Henderson resident Darchel Mohler, 38, never thought she would be called by a producer of the ABC news show “20/20.” The representative asked and was granted permission to use photos of her daughter in episodes of the program “Young Guns: a Diane Sawyer Special.”
Even in her worst nightmares, this wasn’t the kind of notoriety the hardworking surgical technologist and mother of three could have envisioned. On June 4, 2013, the Mohler family was shattered by a bullet that killed their 13-year-old daughter, Brooklynn. No adults were present at a friend’s house after school that day.
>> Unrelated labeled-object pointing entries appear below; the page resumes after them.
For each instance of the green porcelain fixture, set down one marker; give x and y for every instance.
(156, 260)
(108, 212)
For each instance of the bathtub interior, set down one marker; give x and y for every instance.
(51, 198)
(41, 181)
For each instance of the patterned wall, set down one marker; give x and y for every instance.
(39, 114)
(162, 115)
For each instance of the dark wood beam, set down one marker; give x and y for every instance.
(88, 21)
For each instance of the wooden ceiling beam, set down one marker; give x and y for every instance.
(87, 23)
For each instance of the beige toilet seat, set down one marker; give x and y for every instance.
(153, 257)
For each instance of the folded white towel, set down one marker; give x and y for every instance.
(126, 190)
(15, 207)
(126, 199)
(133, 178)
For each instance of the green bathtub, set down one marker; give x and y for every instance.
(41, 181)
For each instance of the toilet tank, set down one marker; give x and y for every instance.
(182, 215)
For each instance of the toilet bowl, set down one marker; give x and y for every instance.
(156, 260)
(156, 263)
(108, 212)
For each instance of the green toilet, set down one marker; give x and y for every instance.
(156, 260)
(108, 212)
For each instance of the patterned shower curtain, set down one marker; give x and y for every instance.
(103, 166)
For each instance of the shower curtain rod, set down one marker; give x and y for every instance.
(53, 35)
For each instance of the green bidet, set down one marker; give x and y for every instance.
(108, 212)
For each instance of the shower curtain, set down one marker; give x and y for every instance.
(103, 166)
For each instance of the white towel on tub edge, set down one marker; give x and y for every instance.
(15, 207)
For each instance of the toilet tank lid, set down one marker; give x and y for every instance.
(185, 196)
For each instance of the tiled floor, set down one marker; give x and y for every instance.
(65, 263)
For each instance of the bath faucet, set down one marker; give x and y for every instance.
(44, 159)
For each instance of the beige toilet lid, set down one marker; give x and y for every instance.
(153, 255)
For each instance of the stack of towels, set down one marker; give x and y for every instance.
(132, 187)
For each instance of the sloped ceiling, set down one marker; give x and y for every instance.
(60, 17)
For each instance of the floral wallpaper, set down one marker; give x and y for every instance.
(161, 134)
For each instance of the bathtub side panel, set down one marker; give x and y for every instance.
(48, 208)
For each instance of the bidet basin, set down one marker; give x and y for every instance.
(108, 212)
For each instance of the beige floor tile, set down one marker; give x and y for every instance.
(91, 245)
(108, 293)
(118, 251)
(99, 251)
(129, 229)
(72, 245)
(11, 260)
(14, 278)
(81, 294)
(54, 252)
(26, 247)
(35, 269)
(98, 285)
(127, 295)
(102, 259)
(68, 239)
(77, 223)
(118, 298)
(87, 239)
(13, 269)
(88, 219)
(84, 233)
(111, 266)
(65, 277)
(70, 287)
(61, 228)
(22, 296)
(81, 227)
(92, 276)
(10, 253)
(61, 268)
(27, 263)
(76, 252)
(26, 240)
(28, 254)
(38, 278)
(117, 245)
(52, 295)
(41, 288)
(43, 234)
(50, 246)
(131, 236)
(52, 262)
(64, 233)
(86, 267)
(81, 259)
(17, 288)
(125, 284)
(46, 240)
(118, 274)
Brooklynn’s father was on his way to pick her up when Brooklynn’s 13- year-old friend who lived there found a loaded Glock handgun in the kitchen and accidentally ended a life full of promise.
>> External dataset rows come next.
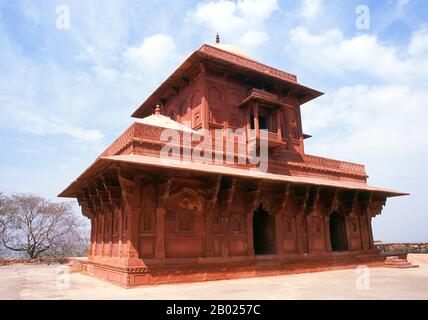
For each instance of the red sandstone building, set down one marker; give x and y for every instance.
(156, 222)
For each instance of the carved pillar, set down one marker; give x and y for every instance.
(278, 124)
(213, 190)
(102, 225)
(133, 231)
(165, 183)
(301, 223)
(227, 196)
(209, 233)
(160, 233)
(327, 233)
(132, 211)
(281, 200)
(250, 240)
(278, 234)
(256, 119)
(253, 197)
(121, 230)
(205, 107)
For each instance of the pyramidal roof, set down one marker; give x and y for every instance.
(158, 120)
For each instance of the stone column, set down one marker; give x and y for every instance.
(250, 239)
(133, 232)
(225, 227)
(278, 234)
(102, 218)
(209, 233)
(278, 124)
(327, 233)
(160, 233)
(256, 119)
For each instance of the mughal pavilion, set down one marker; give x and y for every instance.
(154, 221)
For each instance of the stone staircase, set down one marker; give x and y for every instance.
(397, 262)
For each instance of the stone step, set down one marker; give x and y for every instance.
(396, 262)
(401, 266)
(393, 258)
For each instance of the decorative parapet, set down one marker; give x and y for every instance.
(248, 63)
(135, 131)
(343, 166)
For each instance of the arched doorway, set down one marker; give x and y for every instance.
(338, 237)
(263, 232)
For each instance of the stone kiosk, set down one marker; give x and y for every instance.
(157, 222)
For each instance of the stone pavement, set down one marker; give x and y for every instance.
(47, 282)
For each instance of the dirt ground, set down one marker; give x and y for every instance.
(54, 282)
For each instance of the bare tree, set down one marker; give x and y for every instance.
(38, 227)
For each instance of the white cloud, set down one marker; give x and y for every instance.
(311, 8)
(362, 53)
(254, 38)
(155, 51)
(419, 43)
(243, 22)
(25, 121)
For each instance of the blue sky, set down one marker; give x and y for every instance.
(65, 94)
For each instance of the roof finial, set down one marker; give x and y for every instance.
(217, 38)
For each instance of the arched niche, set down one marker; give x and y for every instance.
(148, 206)
(186, 198)
(196, 99)
(214, 98)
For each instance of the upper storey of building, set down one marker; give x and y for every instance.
(220, 86)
“We are obliterated,” said Mohler. “Every second, every minute, every day is different” now for her family — husband Jake; son Levi, 17; and daughter Madisson, 10. Brooklynn had one more day left in the seventh grade at Schofield Middle School, 8625 Spencer St., when she was killed. She was excited about summer vacation and looking forward to future adventures that centered on gymnastics, running marathons, playing the violin and helping stray animals.
“She would put everything aside for everyone else,” said her mother.
No charges were filed against the gun owner or the shooter. In a recent interview, Clark County District Attorney Steve Wolfson was asked if a kitchen cabinet is considered a secure location for a loaded gun when children know of its existence.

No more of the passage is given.